PURPOSE OF THE STUDY
In addition to helping clarify the extramarital sex practices of both men and older women, the research here is viewed as adding several other important pieces to the total picture of monogamous and non-monogamous behavior today.
First, the population investigated is a sexually liberal one, the readers of Forum magazine. In determining their views on monogamy, what is being examined is the sexual vanguard which has always led the way for the rest of the population.
Athanasiou’s 1970 work sampled a similar population, although the results were affected by the presence of more conservative elements. The group has not been approached since, however, and the lapse of almost a decade indicates that it is time to see what changes have been wrought on them in the interim. Insight into the behavior of the liberal group now might provide a preview of trends to come in the more general population.
Secondly, unlike other studies, the questioning was not limited to the monogamous behavior of legally married couples. Rather, respondents were asked to describe their behavior in their present relationship, whether it be homosexual, living together, or some other less permanent arrangement.
To limit the observations to the behavior and attitudes of only the traditionally married would be to distort them in the direction of more sexually conservative groups.
It should be emphasized that the study is not seen, therefore, as research on the state of marriage today, but rather on the state of monogamy in couple relationships. The newness of this concept vis-a-vis earlier research, which has always limited itself to marriage per se, is that the abbreviation EMS will not stand for extramarital sex, as it is commonly used, but for extra-monogamous sex.
PROBLEMS AND LIMITATIONS
The past and present extra-monogamous sexual attitudes and behavior of Forum readers were researched via a questionnaire inserted in the May, 1977 issue. The survey was to be voluntarily completed and returned to the Forum offices. This methodology contains assumptions and limitations which affect the results.
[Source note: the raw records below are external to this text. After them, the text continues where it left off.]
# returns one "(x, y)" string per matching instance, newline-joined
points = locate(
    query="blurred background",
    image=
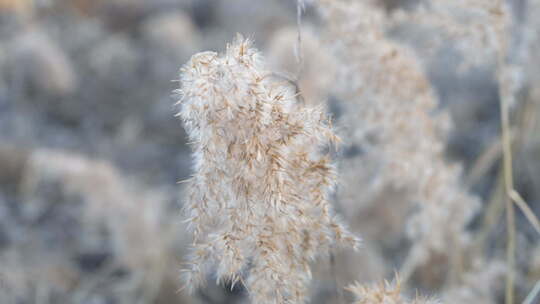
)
(91, 153)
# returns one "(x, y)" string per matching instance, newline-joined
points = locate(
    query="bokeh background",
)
(91, 153)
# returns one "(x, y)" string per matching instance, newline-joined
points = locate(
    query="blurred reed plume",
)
(258, 201)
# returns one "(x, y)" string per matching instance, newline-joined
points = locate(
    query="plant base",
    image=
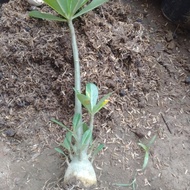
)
(82, 171)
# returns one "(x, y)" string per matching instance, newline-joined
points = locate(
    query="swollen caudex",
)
(80, 170)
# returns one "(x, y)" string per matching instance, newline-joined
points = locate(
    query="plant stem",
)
(91, 128)
(78, 106)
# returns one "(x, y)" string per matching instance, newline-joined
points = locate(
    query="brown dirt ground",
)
(125, 48)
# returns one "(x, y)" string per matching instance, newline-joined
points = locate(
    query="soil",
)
(127, 48)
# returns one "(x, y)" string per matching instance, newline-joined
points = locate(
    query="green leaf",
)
(98, 149)
(85, 127)
(94, 4)
(60, 151)
(69, 137)
(55, 5)
(66, 144)
(85, 101)
(133, 184)
(92, 94)
(86, 137)
(63, 5)
(61, 124)
(76, 121)
(37, 14)
(101, 103)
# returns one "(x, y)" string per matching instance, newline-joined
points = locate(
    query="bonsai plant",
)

First, in considering the validity of the information gathered, it has been assumed that the questionnaire was uniformly understood by the respondents, and that each participant responded only once. In addition, there are pre-suppositions of either accuracy in the subjects' replies, or that conscious or unconscious distortions of the data would be equally balanced between denial/repression and embellishment/grandiosity.
Secondly, caution needs to be exercised in generalizing the volunteer respondents' behaviors and attitudes to the entire Forum readership, as the sample is limited to a) readers of the one issue and b) those who responded within a four-month period. While in Chapter 6, differences in the demographics of both participants and the broader Forum readership are discussed, there remains the question of volunteer bias in the area of sexual beliefs and practices.
Karl Bauman's (1973) study, done in 1968, of the responses of volunteers versus randomly selected college students to a sexual behavior questionnaire indicated that while the demographics of the two groups did vary, the attitudes and behaviors did not. Bauman's results suggest that while automatic assumption of volunteer bias in all studies is not always justifiable, without a similarly structured control group, generalization in this study cannot be assumed.
For the purpose of this study, the following terms are defined:
The key difference between extramarital, comarital and consensual sex is that in the latter two forms the spouse knows and assents to the extramarital sexual activity.